Debolissimo, sfinito; abbattuto

participio passato di prostrare, costruito sul latino prosternatus, participio passato di prostèrnere 'gettare avanti', composto da pro 'avanti' e sternere 'stendere'.

È una parola che con forza immensa descrive il totale sfinimento. Posso dirmi prostrato dopo la lunga corsa che ho fatto senza essere allenato, può essere prostrato il nemico abbattuto, umiliato e completamente privo di forze fisiche e spirituali, la notizia funesta o il duro litigio mi lasciano prostrato.

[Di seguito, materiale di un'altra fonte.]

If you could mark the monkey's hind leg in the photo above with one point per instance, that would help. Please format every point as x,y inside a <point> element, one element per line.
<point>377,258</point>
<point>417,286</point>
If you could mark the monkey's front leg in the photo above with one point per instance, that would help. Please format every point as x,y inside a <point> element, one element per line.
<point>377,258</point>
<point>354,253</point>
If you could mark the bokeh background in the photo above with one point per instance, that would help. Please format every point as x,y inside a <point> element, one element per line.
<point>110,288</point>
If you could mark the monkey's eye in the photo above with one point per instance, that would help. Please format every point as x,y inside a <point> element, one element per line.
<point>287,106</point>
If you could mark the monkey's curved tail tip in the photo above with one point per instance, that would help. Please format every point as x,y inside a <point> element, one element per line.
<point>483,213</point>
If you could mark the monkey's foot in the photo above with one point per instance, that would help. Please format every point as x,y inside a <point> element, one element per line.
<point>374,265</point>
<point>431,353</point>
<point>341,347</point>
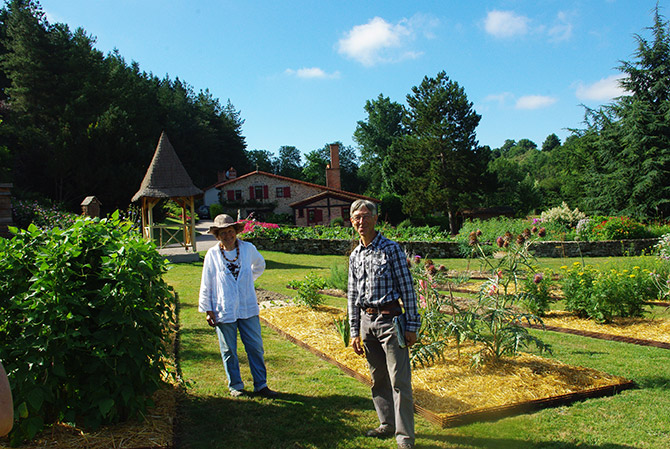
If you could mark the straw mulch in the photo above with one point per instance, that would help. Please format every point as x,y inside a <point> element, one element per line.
<point>451,386</point>
<point>652,329</point>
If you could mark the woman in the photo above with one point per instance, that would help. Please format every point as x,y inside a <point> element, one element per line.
<point>228,298</point>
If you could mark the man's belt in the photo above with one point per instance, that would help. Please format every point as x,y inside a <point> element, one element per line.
<point>390,308</point>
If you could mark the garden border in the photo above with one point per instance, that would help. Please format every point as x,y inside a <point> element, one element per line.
<point>602,336</point>
<point>487,414</point>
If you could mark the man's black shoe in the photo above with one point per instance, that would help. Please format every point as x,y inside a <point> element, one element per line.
<point>267,393</point>
<point>381,432</point>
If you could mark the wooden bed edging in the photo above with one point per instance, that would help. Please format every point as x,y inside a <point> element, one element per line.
<point>486,414</point>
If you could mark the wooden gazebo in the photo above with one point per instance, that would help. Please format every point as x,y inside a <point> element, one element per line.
<point>166,178</point>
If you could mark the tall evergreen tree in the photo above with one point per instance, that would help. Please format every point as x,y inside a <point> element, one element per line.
<point>443,163</point>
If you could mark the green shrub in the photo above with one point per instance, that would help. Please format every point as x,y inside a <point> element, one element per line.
<point>614,292</point>
<point>85,319</point>
<point>215,209</point>
<point>617,228</point>
<point>339,277</point>
<point>308,290</point>
<point>562,215</point>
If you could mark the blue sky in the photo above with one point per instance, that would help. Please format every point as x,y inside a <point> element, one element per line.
<point>300,72</point>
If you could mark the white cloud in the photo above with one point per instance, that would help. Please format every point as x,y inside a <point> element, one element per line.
<point>602,90</point>
<point>506,24</point>
<point>379,41</point>
<point>534,102</point>
<point>501,98</point>
<point>311,73</point>
<point>562,30</point>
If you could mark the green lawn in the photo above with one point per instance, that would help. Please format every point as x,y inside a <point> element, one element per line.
<point>321,407</point>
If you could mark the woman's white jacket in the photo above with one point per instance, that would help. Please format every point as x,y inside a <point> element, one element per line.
<point>230,299</point>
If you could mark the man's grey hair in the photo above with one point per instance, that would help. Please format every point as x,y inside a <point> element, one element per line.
<point>359,204</point>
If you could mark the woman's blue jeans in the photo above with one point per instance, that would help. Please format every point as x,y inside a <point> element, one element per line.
<point>250,334</point>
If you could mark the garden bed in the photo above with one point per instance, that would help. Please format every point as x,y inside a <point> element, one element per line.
<point>641,331</point>
<point>450,392</point>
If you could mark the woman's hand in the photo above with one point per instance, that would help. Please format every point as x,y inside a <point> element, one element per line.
<point>358,347</point>
<point>211,319</point>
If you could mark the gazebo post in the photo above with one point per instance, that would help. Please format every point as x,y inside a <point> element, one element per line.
<point>166,178</point>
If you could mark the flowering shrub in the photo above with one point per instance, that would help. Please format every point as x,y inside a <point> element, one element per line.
<point>603,295</point>
<point>563,215</point>
<point>663,247</point>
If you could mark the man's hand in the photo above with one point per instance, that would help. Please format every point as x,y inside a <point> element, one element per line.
<point>358,347</point>
<point>211,319</point>
<point>410,338</point>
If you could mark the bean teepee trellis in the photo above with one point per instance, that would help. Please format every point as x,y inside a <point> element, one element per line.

L'immagine che veicola questo significato è semplice e violenta: il gettare a terra. Tale immagine vive ancora con chiarezza nei significati del verbo 'prostrarsi', cioè inginocchiarsi o mettersi a terra per venerazione o umiliazione, o nel più intenso sinonimo 'prosternarsi' - sovrapposizione del latino 'prosternere' e di 'costernare'.

Questo termine, nonostante l'indubbia altezza, descrive uno stato che non è così inconsueto, e rimane una risorsa molto utile quando si voglia descrivere un abbattimento quasi definitivo, quando si ricerchi un vigore espressivo di grande incisività.